Finished installation. May be I should have made it longer but, at the time, all I found was 3 foot lengths, so that's what I used.


----------



## Leah Frances (Jan 13, 2008)

Looks GREAT!


----------



## Scuba_Dave (Jan 16, 2009)

Looks nice, specifically built for light items?
Hollow door?
My wife has stuff hanging from every door
That looks much better

You routed for each shelf? Nice
That's more then I would do :laughing:


----------



## DangerMouse (Jul 17, 2008)

thanks a lot.... now the wife wants one...
great job!

DM


----------



## KAdams4458 (Jan 29, 2006)

Looks pretty darn good. I really need to build a router table so that I can get more done around here.



DangerMouse said:


> thanks a lot.... now the wife wants one...
> great job!
> 
> DM


See? That's why I only browse this site when my wife isn't around. The last thing I need is her looking over my shoulder and coming up with more things for me to build. I have enough to do! :laughing:


----------



## MT Stringer (Oct 19, 2008)

Thanks.
Dave, that is a hollow door.
For the shelves, I just ripped them a little more narrow, then stapled the back to them across the shelf. They fit snugly inside the frame pieces so I didn't even need to glue them. Just nailed them from the outside and puttied the nail holes.

And yes, we had the light stuff in mind when I built it. It cleared up some shelf space in the pantry for heavier stuff.

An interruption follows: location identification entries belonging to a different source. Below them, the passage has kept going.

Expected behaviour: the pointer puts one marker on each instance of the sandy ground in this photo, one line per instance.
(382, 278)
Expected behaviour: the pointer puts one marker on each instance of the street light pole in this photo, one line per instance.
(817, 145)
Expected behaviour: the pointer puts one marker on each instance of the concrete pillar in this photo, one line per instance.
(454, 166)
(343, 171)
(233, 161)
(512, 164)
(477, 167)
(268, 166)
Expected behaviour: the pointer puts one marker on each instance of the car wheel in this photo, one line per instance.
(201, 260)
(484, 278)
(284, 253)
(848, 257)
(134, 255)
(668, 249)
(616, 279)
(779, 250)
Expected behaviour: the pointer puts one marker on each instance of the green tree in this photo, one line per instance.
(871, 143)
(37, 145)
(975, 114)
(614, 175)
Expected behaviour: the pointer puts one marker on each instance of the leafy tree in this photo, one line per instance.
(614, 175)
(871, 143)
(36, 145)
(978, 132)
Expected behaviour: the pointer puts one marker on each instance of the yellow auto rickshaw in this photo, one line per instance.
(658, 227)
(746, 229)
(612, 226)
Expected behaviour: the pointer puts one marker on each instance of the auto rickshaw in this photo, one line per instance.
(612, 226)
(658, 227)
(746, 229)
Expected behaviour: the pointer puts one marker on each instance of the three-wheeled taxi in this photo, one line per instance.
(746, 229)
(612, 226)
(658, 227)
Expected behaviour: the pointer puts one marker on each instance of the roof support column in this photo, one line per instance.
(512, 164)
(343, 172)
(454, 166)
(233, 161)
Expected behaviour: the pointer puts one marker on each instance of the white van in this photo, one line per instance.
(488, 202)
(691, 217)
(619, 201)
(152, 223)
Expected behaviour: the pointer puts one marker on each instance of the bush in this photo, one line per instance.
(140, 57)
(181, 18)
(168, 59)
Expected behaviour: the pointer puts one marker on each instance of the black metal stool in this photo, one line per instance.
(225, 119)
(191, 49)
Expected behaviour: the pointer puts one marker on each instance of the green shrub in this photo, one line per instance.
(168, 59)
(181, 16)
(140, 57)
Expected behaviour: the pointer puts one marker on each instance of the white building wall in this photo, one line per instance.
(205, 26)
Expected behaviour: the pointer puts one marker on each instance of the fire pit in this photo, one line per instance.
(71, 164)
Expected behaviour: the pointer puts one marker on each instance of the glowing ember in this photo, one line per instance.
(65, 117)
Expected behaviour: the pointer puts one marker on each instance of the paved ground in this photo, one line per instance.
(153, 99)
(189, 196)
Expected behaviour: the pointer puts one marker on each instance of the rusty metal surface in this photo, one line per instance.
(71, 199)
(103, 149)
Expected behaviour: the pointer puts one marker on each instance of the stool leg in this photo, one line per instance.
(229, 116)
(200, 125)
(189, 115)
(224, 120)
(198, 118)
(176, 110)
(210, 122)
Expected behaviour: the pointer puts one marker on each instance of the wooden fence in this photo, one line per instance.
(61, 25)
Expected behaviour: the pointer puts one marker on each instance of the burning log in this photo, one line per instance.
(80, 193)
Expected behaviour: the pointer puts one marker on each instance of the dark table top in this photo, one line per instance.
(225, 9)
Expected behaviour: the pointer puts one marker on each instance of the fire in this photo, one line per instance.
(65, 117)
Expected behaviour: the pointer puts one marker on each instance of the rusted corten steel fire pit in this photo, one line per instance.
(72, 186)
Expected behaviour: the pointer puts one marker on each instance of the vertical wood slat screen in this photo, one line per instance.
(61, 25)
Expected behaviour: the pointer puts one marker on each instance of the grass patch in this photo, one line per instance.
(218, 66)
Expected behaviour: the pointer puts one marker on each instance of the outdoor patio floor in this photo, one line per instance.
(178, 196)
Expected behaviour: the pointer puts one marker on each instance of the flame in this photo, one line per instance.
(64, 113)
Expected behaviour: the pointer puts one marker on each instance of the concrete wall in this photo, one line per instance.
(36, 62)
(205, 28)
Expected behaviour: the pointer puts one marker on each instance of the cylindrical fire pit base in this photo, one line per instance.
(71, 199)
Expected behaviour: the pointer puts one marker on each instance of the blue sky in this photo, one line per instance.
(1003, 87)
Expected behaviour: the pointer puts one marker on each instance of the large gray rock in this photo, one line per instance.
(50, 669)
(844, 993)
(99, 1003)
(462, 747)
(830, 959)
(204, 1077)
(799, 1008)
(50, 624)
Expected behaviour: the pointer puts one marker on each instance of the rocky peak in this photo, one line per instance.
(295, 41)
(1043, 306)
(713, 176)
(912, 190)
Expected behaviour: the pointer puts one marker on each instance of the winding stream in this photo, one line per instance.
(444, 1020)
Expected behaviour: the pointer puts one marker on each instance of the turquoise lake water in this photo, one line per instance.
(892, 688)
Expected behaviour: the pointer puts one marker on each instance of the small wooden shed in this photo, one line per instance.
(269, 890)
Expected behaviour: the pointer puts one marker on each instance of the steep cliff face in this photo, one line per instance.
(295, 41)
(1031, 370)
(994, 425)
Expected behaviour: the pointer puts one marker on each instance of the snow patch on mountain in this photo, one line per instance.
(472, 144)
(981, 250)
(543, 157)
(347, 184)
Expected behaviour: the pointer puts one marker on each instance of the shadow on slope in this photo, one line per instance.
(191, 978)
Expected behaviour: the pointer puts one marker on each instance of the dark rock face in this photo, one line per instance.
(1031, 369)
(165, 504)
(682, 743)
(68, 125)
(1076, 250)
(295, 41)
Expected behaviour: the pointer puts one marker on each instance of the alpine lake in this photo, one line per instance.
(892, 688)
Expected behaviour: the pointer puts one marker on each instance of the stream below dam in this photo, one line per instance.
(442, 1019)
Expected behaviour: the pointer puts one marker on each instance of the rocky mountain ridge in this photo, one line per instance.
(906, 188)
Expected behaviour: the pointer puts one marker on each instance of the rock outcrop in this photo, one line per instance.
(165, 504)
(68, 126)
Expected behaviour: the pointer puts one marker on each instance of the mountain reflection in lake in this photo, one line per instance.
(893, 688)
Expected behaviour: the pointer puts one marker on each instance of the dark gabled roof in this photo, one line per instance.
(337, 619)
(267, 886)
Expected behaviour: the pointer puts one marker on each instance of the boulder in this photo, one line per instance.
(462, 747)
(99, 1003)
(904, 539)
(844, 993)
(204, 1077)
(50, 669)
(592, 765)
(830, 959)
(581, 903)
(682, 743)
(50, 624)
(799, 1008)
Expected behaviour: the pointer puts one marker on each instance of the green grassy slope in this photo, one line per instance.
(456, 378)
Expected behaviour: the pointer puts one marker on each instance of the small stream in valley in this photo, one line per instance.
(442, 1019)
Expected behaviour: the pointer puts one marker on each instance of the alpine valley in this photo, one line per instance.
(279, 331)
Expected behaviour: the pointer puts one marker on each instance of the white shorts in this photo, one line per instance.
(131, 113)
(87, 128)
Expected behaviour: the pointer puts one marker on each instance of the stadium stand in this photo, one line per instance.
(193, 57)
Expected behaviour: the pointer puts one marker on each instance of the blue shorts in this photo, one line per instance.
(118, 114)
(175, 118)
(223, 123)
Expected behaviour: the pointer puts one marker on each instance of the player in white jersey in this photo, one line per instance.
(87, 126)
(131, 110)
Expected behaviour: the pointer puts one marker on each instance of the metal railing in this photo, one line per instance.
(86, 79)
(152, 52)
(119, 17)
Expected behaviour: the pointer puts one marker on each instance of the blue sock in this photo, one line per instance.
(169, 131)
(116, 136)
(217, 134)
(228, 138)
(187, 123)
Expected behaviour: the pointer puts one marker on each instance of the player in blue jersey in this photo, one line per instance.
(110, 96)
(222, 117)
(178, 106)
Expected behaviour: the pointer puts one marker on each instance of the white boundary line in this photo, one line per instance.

After all was said and done, I caulked all of the inside joints with a small bead. After smoothing and doing a little touch up painting, it looked like a real carpenter had built it! 

Mike


----------



## Chemist1961 (Dec 13, 2008)

Good use of vertical space. I need one of those but we have a biflod on the pantry:thumbsup:


----------



## philks81 (Jul 24, 2009)

Looks really nice, Good Job!


----------



## techprincesse (Aug 20, 2009)

Very nice! This would do wonders for my TEENY tiny bathroom with no storage and just a pedestal sink. What is it backed with? I think I am going to attempt making this when I unpack a few more moving boxes...


----------